XXII
L'empereur, étant revenu de guerre, demanda pourquoi son fils Philippe ne l'était
point venu saluer.
L'archevêque-gouverneur de l'infant répondit qu'il ne l'avait pas voulu, car il
n'aimait, disait-il, que livres & solitude.
L'empereur s'enquit où il se tenait en ce moment.
Le gouverneur répondit qu'il le fallait chercher partout où il faisait noir. Ils
le firent.
Ayant traversé bon nombre de salles, ils vinrent finalement à une espèce de
réduit, sans pavement, & éclairé par une lucarne. Là, ils virent enfoncé
dans le sol un poteau auquel était attachée par la taille une guenon toute
petite & mignonne, envoyée des Indes à Son Altesse pour la réjouir par
ses jeunes ébattements.
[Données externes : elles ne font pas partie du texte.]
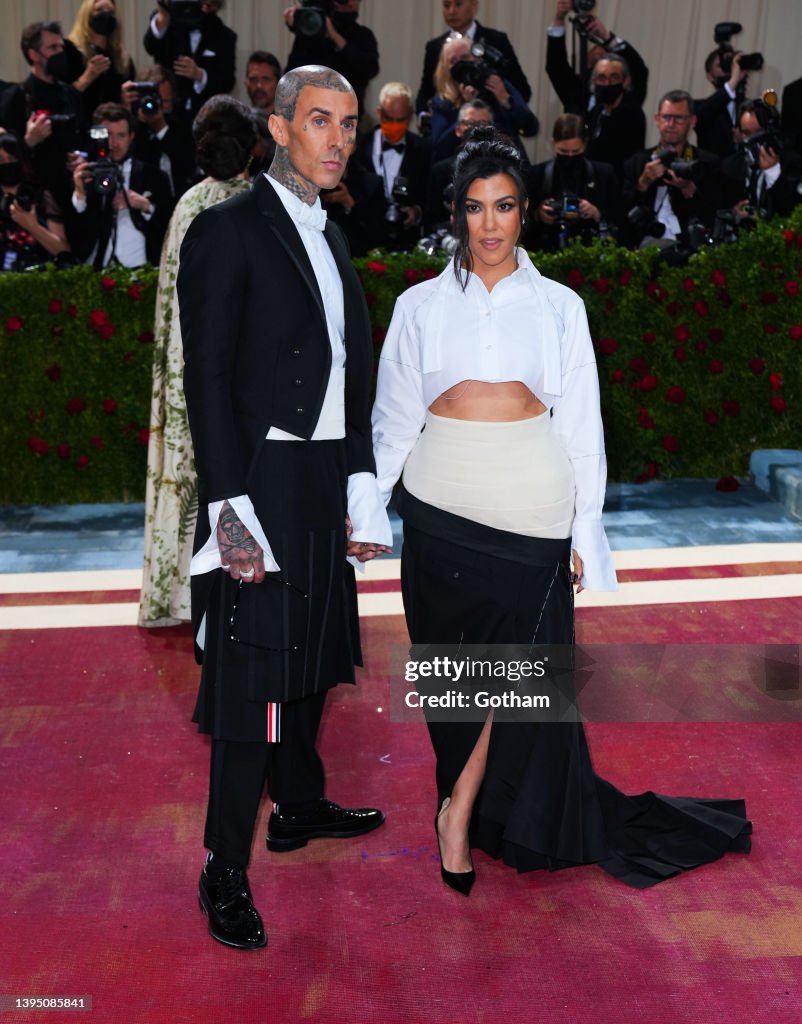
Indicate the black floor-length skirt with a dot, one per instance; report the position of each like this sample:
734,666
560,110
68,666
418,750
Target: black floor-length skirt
297,633
541,804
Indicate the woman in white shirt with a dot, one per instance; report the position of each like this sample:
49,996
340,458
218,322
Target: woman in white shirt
488,403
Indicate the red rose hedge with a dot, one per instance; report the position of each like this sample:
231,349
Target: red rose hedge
698,365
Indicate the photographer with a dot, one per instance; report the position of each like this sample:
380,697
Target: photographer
572,86
44,111
333,37
571,196
95,46
402,160
727,71
617,125
162,138
436,214
762,173
460,77
188,38
667,188
460,16
123,205
32,230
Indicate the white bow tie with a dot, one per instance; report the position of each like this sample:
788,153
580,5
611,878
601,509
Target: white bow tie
311,216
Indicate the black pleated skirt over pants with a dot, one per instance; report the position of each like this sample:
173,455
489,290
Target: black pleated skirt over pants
541,804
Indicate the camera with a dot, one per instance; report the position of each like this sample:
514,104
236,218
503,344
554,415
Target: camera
671,159
25,197
184,13
148,100
309,19
565,208
398,197
722,34
103,175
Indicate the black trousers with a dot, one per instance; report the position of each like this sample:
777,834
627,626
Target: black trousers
292,769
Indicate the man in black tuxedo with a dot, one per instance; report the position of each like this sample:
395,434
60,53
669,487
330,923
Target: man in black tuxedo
278,370
198,48
717,116
673,195
460,15
344,45
571,196
125,222
395,154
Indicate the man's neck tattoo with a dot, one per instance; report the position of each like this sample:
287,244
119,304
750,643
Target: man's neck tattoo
282,170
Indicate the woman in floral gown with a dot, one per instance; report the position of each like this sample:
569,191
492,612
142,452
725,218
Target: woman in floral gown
224,136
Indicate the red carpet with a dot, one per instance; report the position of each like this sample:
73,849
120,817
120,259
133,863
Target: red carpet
103,797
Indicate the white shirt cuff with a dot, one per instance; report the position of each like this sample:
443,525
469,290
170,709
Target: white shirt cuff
590,542
208,558
368,514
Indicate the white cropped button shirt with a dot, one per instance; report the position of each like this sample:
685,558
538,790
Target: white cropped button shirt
528,329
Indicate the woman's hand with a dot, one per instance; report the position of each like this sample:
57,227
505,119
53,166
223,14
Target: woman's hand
576,576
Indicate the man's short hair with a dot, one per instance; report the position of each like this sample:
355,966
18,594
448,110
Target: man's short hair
394,90
616,58
474,104
677,96
113,112
32,36
262,56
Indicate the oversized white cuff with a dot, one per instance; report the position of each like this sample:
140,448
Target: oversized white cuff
208,557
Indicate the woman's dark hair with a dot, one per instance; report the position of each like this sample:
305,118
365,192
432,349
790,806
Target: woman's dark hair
486,153
224,135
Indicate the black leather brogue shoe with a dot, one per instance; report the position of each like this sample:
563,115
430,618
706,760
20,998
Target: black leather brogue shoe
327,820
225,899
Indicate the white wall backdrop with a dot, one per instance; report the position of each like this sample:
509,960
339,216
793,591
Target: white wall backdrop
673,36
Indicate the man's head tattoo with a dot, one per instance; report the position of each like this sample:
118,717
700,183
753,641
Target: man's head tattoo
291,84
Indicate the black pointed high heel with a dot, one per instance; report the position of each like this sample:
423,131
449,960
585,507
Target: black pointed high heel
461,882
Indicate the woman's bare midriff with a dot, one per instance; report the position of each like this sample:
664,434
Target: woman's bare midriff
501,402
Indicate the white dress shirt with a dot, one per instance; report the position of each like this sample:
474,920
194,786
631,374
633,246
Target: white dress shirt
366,508
126,243
528,329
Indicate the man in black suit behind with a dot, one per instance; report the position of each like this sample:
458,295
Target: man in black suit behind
198,48
278,368
460,15
395,153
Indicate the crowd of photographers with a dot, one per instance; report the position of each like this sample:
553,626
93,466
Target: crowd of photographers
94,156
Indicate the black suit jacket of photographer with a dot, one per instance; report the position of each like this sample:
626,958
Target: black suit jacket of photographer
604,192
357,60
90,224
256,346
574,91
702,205
512,70
216,53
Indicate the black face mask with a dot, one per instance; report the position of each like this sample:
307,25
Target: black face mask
57,67
10,174
607,93
344,22
103,23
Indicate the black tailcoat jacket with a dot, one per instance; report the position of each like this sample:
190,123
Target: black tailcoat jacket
256,347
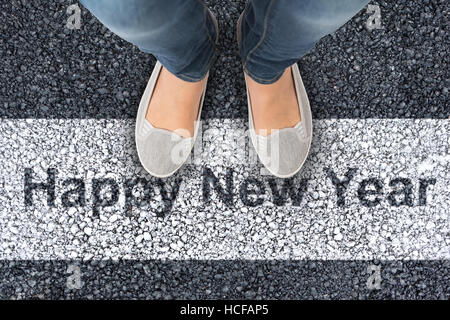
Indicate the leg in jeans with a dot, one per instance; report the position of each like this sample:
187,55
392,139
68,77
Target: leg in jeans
277,33
180,33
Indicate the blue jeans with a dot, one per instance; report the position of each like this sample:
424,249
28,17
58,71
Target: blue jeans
181,34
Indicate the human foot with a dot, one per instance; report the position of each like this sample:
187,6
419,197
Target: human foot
282,151
174,105
274,106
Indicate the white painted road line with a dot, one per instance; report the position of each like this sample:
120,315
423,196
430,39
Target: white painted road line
394,204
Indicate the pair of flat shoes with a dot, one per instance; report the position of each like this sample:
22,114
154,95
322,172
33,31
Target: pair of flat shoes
283,152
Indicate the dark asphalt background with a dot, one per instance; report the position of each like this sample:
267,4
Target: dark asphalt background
49,71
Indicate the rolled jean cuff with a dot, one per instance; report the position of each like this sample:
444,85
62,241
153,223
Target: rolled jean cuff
263,79
191,76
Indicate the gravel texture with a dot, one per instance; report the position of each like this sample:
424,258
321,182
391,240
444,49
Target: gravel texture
399,71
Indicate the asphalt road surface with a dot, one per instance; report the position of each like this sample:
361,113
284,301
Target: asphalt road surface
367,217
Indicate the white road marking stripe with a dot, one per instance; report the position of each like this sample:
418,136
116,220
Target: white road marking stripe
398,154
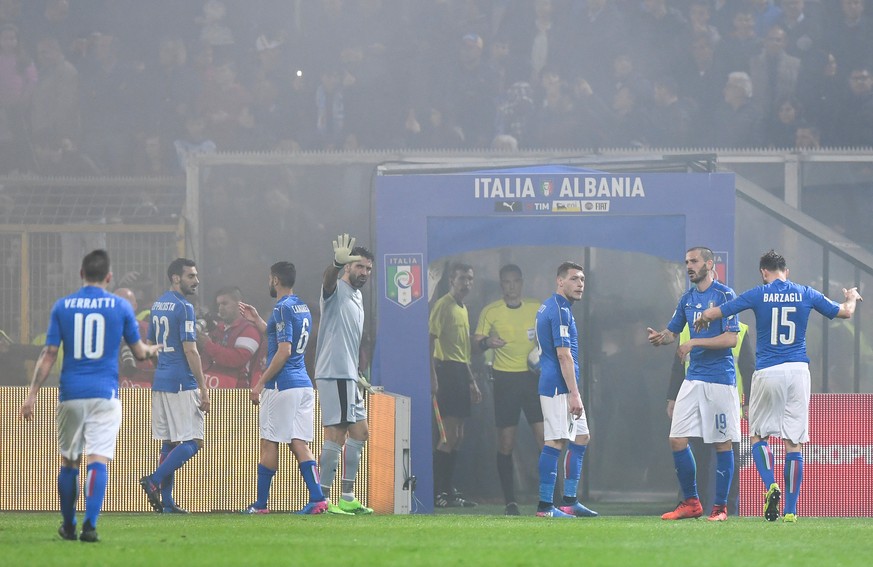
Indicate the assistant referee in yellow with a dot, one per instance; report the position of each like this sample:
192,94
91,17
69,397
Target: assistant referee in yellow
508,328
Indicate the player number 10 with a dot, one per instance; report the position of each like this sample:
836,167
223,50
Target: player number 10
89,334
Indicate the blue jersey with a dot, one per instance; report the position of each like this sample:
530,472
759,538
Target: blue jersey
782,311
290,323
556,327
91,324
171,324
707,364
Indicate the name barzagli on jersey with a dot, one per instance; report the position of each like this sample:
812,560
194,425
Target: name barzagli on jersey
587,187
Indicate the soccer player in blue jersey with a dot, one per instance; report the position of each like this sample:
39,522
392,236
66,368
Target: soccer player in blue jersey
179,394
284,391
707,405
91,324
564,421
779,404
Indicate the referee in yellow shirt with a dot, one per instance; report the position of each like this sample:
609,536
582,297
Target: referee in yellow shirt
508,326
451,379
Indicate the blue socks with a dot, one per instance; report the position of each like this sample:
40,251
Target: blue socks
68,491
309,471
724,472
169,480
573,471
265,478
95,491
764,462
686,472
793,477
180,454
548,468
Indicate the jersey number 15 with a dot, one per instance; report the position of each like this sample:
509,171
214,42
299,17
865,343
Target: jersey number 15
779,319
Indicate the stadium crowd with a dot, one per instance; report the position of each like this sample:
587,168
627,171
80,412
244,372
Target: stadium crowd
91,87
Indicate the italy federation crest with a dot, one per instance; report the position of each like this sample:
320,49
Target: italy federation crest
403,279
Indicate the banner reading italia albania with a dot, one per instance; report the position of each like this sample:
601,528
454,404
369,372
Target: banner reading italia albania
837,461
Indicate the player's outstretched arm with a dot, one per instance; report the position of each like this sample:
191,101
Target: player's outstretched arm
707,317
250,314
43,367
143,351
660,338
192,355
847,308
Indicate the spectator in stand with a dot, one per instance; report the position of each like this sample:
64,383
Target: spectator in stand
535,41
737,120
656,33
699,14
595,24
781,132
807,137
555,124
856,111
172,86
850,37
803,27
470,92
737,49
672,117
330,108
766,15
228,349
54,110
106,86
628,124
626,74
134,373
515,113
820,90
429,128
17,80
195,141
223,103
701,78
774,74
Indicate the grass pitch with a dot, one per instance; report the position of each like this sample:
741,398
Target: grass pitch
443,539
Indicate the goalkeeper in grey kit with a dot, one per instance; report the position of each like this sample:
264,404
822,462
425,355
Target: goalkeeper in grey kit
338,368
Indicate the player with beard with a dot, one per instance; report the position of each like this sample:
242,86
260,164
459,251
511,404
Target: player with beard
779,404
339,365
179,394
284,391
707,405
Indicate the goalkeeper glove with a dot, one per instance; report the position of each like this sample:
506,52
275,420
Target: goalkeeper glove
342,251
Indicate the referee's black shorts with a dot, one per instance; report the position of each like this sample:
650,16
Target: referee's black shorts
515,392
453,393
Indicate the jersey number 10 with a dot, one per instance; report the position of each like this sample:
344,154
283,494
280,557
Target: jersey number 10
89,335
779,318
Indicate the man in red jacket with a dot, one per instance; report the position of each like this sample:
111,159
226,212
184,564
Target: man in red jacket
228,350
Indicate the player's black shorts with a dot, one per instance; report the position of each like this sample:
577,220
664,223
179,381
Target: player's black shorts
515,392
453,394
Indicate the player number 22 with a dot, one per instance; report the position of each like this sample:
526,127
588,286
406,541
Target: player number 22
162,326
89,334
780,319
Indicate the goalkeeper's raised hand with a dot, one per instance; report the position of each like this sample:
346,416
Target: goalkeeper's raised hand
342,251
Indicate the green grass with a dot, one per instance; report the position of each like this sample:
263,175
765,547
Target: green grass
443,539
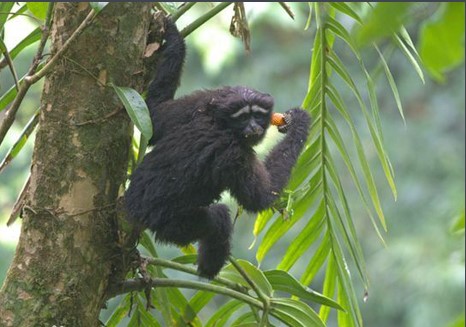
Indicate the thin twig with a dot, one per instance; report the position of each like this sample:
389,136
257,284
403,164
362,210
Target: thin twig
182,10
32,77
9,62
204,18
10,113
139,284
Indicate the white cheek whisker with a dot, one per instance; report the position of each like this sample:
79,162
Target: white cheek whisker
259,109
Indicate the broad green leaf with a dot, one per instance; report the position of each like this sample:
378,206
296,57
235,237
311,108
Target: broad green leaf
256,276
98,6
280,227
185,309
38,9
221,316
246,319
346,9
136,108
295,313
384,20
283,281
442,40
19,144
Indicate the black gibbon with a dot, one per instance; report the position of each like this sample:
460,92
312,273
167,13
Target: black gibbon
203,146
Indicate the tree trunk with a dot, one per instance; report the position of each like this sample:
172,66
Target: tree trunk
68,250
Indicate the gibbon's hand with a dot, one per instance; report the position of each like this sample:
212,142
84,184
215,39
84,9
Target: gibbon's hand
294,118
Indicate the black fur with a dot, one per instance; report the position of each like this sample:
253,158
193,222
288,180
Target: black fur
200,151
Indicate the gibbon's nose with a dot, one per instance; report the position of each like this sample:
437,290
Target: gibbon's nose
253,129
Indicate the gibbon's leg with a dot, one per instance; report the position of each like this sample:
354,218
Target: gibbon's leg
211,226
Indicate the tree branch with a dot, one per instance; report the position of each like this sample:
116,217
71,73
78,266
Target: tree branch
139,284
189,270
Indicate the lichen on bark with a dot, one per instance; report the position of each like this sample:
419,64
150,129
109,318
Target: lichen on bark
68,249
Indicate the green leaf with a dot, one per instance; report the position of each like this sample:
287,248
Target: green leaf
305,238
346,9
392,83
317,261
256,276
38,9
146,240
458,224
295,313
247,319
221,316
281,226
136,108
283,281
329,287
442,40
261,221
30,39
19,144
384,20
5,9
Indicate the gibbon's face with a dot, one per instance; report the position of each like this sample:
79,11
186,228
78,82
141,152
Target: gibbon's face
250,122
245,111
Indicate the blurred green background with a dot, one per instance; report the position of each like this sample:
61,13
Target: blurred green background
418,279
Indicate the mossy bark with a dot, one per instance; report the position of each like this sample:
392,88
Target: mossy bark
69,249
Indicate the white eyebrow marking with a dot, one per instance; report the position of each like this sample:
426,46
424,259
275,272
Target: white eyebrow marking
259,109
244,110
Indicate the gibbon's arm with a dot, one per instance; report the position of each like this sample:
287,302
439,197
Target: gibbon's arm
169,67
167,77
257,188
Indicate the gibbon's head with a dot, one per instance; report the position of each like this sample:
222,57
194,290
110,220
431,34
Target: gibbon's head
245,111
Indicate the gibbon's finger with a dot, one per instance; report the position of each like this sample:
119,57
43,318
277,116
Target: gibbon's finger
277,119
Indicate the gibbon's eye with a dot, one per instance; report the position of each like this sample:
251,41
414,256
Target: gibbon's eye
241,113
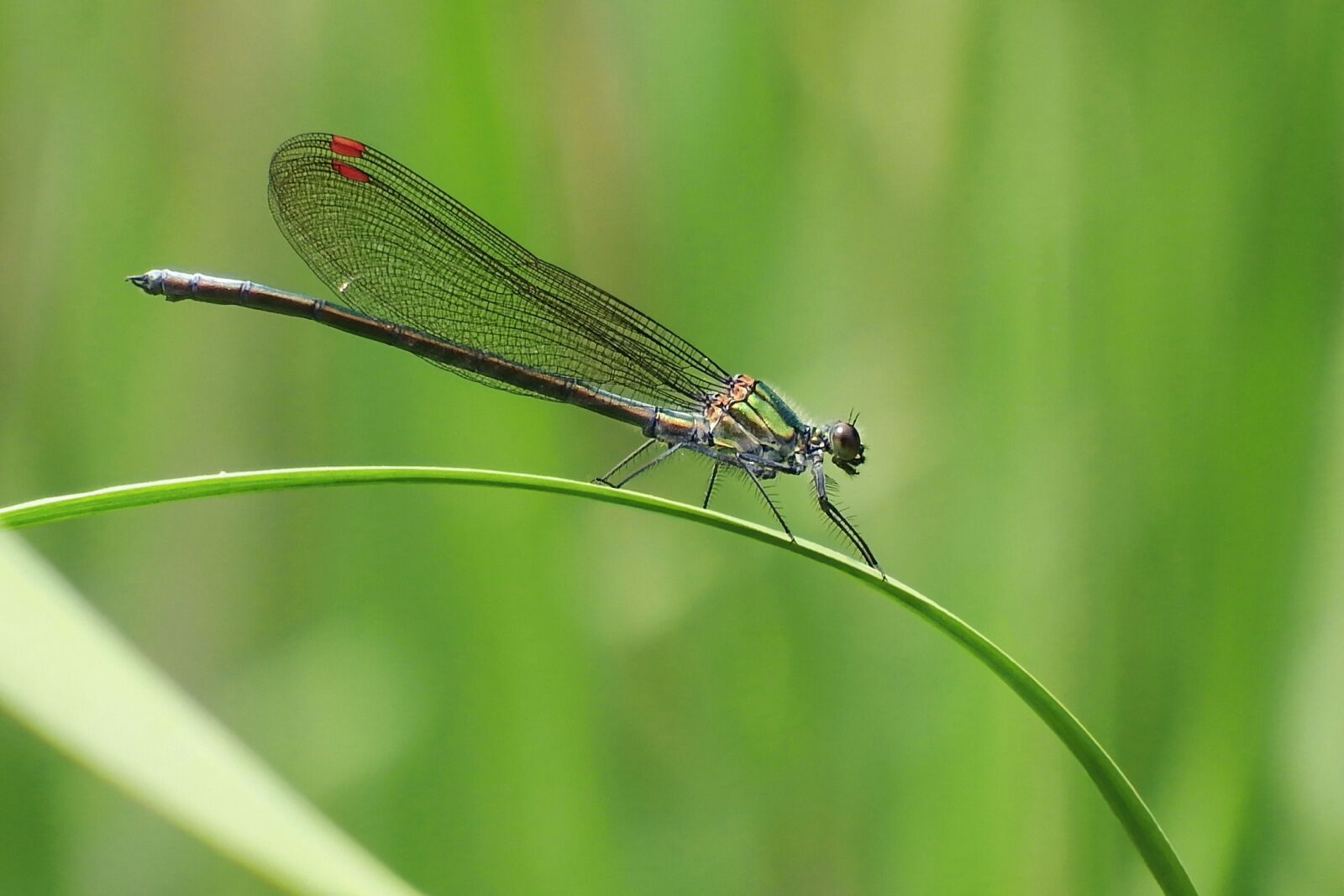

Au bas du poteau fumaient des fagots rouges encore,
& il y avait dans le réduit une mauvaise odeur de poil brûlé.
La bestiole avait tant souffert en mourant dans ce feu que son petit corps
semblait être, non pas celui d'un animal ayant eu vie, mais un fragment de
racine rugueuse & tordue, et sa bouche était ouverte comme pour crier la
mort, se voyait de l'écume sanglante, & l'eau de ses larmes mouillait sa
face.
- Qui a fait ceci? demanda l'empereur.
Le gouverneur n'osa répondre, & tous deux demeurèrent sans parler,
tristes & colères.
Soudain, en ce silence, fut entendu un faible bruit de toux qui venait d'un coin
à l'ombre derrière eux. Sa Majesté, se retournant, y aperçut l'infant Philippe,
tout de noir vêtu & suçant un citron.